Francisco de Borja, o patrono da cidade de São Borja, foi quase tudo na vida. Filho de nobres, casado e pai de oito filhos, vice-rei de Navarra, Duque de Gandia, viúvo, padre jesuíta, superior geral da Companhia de Jesus. Isto em 62 anos de vida. Uma vida fascinante, que acaba de ser transformada em uma novela histórica intitulada Duque Jesuíta, escrita pelo jesuíta Pedro Miguel Lamet . Por ora esta novela só existe em espanhol. O drama histórico começa com a descoberta de outro livro, escrito por Juan de Borja, o terceiro filho de Francisco e companheiro do pai em suas muitas viagens de negócios, como governante e pessoa de confiança do rei Carlos V de Espanha. O livro conta os acontecimentos da vida de Borja, como seu casamento com Dona Leonor de Castro (em 1529), a morte do pai, o duque de Gandia, em 1543 – quando Francisco assume o governo deste ducado. A esposa, que ele muito amava, morreu em 1546. A partir daí os acontecimentos se precipitam: Francisco faz os Exercícios Espirituais com um jesuíta, Pe. André de Oviedo, e, após um cuidadoso discernimento, resolve tornar-se jesuíta. Consegue colocar os filhos, encaminha a administração do ducado (um dos mais ricos e prósperos da Espanha), estuda teologia.
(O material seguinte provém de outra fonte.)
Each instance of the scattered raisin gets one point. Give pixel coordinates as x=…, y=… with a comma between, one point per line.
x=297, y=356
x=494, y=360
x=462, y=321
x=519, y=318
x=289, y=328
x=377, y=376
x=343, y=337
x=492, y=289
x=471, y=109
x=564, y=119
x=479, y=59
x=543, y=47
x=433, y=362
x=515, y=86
Por que se fez religioso? A primeira inspiração lhe viera diante do rosto desfigurado da imperatriz Isabel, falecida em 1539, a quem ele havia servido: “Nunca mais vou servir a um senhor que possa morrer”. Resolve servir o “Reino eterno, Jesus Cristo”. Em 1550, é recebido em Roma por Inácio de Loyola, fundador da Companhia de Jesus, como membro da Ordem. Retorna à Espanha, onde recebe a ordenação sacerdotal e passa a trabalhar, não como duque ou vice-rei, mas como missionário, pregador, conselheiro espiritual. Vai em missão a Portugal. Acaba sendo nomeado superior geral dos Jesuítas da Espanha e de Portugal. Multiplicam-se as fundações: 21 colégios, duas universidades, além de três noviciados para formação dos novos jesuítas. Borja é imensamente feliz com a nova vocação, servindo agora a “um rei que não pode morrer”. Perseguições não faltaram na nova vida de Francisco. A “Santa Inquisição” condenou um livro “Obras do Cristão”, onde aparecia um artigo de Borja, que teve que responder a processo de heresia, para finalmente ser absolvido.
Entretanto, ele foi chamado a Roma, onde foi eleito superior geral em 1565. Ao saber de sua eleição, Borja disse: “Eu me ofereço à Companhia, em sangue e vida”. Não poupou sacrifícios. Durante seu generalato, a Companhia de Jesus se expandiu muito. Os mil jesuítas passaram 4.000. Principais atividades eram educação secundaria e universitária, a difusão da fé e as missões estrangeiras, na África, na Índia, no Japão. Borja morreu em 1572, aos 62 anos. Foi declarado santo da Igreja Católica em 1671.

Deixou duas importantes lições de vida para nós. Primeira: o que conta para ser feliz não é a riqueza e o poder. Não é acumular tesouros na terra. O que conta é o bem que fazemos aos outros, em qualquer vocação abraçada com amor, com a fortaleza que vem de um Deus que nos ama. Segunda: vida realizada é vida vivida intensamente, com entrega e generosidade. Sem medir sacrifícios nem olhar as feridas. “Em sangue e vida”.